18 Jan 2017

Southern California public radio station KPCC warns that taxpayers in “sanctuary cities” stand to pay the price if those cities refuse to comply with enforcement of federal immigration laws under the Trump administration, and instead continue harboring illegal aliens against deportation.

Sanctuary city policies can vary from city to city that choose to institute them. For example, San Francisco governmental policies restrict authorities from complying with U.S. Immigration and Customs Enforcement (ICE) detainers for illegal aliens in law enforcement custody, in most circumstances.

President-elect Donald J. Trump has suggested that he may withhold federal funding from cities that refuse to comply with federal immigration laws.

Just last week, La Puente, California passed a symbolic sanctuary city resolution.
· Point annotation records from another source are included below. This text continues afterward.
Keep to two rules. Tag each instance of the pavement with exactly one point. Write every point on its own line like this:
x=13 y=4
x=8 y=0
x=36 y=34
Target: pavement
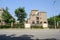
x=29 y=34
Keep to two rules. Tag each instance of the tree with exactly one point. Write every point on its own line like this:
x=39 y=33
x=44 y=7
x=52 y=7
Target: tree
x=7 y=16
x=51 y=19
x=21 y=15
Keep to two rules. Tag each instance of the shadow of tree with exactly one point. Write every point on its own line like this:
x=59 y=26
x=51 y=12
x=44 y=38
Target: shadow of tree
x=23 y=37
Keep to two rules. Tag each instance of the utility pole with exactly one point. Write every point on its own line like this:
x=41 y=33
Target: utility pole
x=54 y=13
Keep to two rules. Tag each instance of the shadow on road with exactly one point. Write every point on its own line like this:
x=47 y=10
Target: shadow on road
x=23 y=37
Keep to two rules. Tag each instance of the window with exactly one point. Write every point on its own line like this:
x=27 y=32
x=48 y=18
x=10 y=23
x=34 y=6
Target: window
x=45 y=22
x=33 y=22
x=37 y=22
x=33 y=14
x=40 y=22
x=37 y=18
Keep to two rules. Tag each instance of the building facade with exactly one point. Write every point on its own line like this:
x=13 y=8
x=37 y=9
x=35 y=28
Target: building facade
x=1 y=19
x=37 y=18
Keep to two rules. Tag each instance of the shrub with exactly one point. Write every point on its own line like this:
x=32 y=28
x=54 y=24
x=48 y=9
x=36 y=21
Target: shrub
x=51 y=26
x=35 y=26
x=5 y=26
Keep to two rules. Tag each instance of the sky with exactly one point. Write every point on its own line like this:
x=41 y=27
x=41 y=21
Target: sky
x=41 y=5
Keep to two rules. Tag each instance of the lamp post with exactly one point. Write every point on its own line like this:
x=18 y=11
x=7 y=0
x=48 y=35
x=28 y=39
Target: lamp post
x=54 y=13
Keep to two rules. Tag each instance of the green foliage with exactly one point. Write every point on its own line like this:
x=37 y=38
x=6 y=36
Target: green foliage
x=51 y=20
x=4 y=26
x=7 y=16
x=35 y=26
x=21 y=15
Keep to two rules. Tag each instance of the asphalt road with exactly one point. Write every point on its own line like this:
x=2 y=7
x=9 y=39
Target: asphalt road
x=29 y=34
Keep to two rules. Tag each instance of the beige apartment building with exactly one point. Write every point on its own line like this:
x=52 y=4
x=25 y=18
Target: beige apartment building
x=1 y=20
x=37 y=18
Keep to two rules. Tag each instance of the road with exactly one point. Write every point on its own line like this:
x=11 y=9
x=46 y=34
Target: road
x=29 y=34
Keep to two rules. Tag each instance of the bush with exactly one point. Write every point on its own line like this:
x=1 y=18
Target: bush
x=51 y=26
x=35 y=26
x=5 y=26
x=18 y=26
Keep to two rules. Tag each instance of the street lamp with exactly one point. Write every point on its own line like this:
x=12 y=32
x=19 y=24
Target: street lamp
x=54 y=13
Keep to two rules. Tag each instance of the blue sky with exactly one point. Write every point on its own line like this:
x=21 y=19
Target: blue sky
x=41 y=5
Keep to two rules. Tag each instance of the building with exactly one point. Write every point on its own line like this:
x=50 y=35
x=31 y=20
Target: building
x=37 y=18
x=1 y=19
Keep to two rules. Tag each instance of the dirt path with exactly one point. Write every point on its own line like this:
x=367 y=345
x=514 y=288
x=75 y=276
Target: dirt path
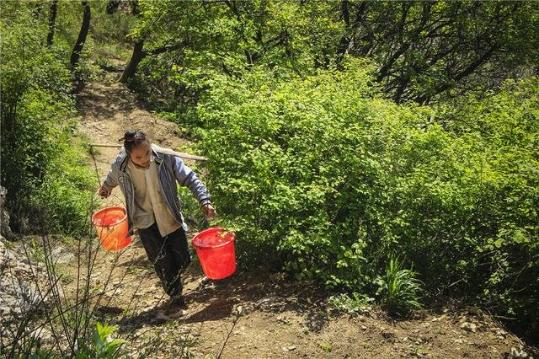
x=252 y=315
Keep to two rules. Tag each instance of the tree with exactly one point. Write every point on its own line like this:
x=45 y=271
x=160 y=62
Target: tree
x=79 y=44
x=52 y=21
x=428 y=48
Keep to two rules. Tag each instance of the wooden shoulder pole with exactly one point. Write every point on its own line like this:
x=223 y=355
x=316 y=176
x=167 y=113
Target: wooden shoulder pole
x=183 y=155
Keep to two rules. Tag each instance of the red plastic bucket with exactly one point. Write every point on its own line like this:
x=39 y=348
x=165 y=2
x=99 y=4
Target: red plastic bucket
x=111 y=227
x=215 y=249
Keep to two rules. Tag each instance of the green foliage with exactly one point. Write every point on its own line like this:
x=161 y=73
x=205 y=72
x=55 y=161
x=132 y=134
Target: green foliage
x=40 y=169
x=398 y=289
x=327 y=179
x=103 y=346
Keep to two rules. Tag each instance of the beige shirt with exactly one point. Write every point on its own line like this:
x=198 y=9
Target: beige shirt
x=150 y=206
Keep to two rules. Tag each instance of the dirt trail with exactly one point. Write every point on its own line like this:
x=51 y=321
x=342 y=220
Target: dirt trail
x=252 y=315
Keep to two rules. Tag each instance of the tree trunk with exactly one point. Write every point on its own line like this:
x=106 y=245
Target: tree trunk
x=79 y=45
x=138 y=55
x=52 y=21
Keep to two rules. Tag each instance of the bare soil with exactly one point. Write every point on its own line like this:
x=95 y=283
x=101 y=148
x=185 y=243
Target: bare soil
x=253 y=315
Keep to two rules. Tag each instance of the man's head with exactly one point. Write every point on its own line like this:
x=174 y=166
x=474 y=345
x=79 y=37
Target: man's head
x=138 y=147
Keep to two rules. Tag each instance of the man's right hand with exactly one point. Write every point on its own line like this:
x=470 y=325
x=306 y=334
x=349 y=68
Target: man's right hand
x=104 y=191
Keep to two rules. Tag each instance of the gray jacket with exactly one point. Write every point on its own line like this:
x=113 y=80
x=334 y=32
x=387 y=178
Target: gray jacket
x=170 y=169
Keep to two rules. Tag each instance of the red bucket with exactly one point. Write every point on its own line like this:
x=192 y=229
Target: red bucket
x=215 y=249
x=111 y=227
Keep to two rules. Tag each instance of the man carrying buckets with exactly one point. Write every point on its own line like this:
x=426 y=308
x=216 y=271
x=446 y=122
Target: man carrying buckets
x=147 y=176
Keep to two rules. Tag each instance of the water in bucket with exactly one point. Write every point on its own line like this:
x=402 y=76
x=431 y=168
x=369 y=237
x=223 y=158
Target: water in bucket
x=111 y=227
x=215 y=249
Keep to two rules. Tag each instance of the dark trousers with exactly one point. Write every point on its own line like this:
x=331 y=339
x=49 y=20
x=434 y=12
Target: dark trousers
x=169 y=255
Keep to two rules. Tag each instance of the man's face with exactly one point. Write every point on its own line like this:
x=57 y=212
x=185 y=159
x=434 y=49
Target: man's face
x=140 y=155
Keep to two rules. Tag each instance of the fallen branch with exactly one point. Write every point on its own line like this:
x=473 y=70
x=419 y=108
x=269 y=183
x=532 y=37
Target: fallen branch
x=182 y=155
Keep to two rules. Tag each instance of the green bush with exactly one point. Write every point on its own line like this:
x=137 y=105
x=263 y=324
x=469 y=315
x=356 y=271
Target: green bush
x=47 y=190
x=321 y=176
x=399 y=290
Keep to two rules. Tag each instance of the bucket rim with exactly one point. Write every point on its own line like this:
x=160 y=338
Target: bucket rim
x=218 y=229
x=119 y=220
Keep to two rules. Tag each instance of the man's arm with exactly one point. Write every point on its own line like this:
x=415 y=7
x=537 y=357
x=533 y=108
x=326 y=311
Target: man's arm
x=187 y=177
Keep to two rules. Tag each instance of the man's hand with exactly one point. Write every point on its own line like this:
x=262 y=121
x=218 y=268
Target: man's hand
x=209 y=212
x=104 y=192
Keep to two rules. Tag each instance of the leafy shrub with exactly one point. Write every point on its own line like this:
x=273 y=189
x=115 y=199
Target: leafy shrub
x=322 y=177
x=39 y=168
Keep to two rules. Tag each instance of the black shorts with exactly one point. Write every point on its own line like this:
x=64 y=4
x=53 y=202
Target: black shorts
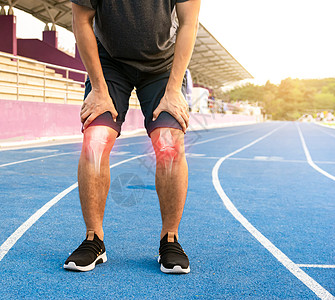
x=121 y=80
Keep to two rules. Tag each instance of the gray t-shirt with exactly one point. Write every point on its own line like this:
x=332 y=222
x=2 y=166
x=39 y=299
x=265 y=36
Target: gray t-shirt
x=140 y=33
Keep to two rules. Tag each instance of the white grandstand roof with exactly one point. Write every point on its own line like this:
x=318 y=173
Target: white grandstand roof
x=211 y=64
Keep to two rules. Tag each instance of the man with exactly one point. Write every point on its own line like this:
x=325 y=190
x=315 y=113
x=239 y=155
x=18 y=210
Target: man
x=134 y=44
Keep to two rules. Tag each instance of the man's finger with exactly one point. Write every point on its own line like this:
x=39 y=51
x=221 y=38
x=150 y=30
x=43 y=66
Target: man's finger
x=156 y=113
x=89 y=120
x=84 y=115
x=182 y=123
x=186 y=119
x=114 y=114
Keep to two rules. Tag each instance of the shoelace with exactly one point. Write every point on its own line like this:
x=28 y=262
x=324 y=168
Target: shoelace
x=89 y=245
x=171 y=248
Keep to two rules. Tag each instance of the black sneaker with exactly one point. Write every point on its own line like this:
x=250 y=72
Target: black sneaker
x=172 y=256
x=90 y=253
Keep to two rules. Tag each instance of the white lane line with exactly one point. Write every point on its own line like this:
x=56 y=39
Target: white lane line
x=15 y=236
x=320 y=291
x=36 y=158
x=316 y=266
x=218 y=138
x=309 y=158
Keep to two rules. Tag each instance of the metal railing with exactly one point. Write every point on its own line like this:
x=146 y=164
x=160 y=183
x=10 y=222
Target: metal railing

The city, which sits within Los Angeles County, contracts with the county Sheriff’s Department for law enforcement services, according to KPCC. The Sheriff’s department already practices sanctuary policies, including not detaining anyone on suspicion of illegal alien status. La Puente City Manager David Carmany said the community loses the $2.3 million in federal funds it was expecting to receive this year. KPCC reported that the city’s general fund is just $12 million which the federal funds would contribute to if received.

“Whether it’s a penny, a dollar or a million dollars, the point is that that’s our money coming back from Washington,” Redlands Tea Party spokesman John Berry told KPCC before blaming sanctuary cities’ “choice to engage to protect illegal residents” for the possible reduction in funds.

The pro-immigration enforcement Center for Immigration Studies published a December 2016 map of sanctuary cities, counties and states across the United States.

In July 2015, young Kate Steinle became yet another victim of illegal alien crime when five-times deported, seven-time convicted felon illegal alien Juan Francisco Lopez-Sanchez shot and killed Steinle at a San Francisco pier. The foreign national had been in custody shortly before he murdered Steinle, but despite a detainer request from U.S. Immigration Customs and Enforcement (ICE), he was transferred to San Francisco on a 20-year-old bench warrant for a minor drug infraction that the Sheriff later said is one the city almost never prosecutes. The San Francisco Sheriff’s Department specifically asked for the transfer of the offender, and after Sanchez was released from custody on April 15, Steinle was shot on July 1, not three months after her killer’s release and right before of her father’s eyes.

Steinle’s killer later said that he chose to relocate to San Francisco precisely because of its sanctuary city policies.

In July 2015, during President-elect Donald Trump’s campaign, he met with a few of the many families who have lost loved ones at the hands of illegal aliens. As Breitbart News senior editor-at-large Joel B. Pollak has written, it was a turning point in the campaign.

Should sanctuary cities choose to wage legal battles against the federal government to receive funds despite their non-enforcement policies, their residents may face further financial burdens.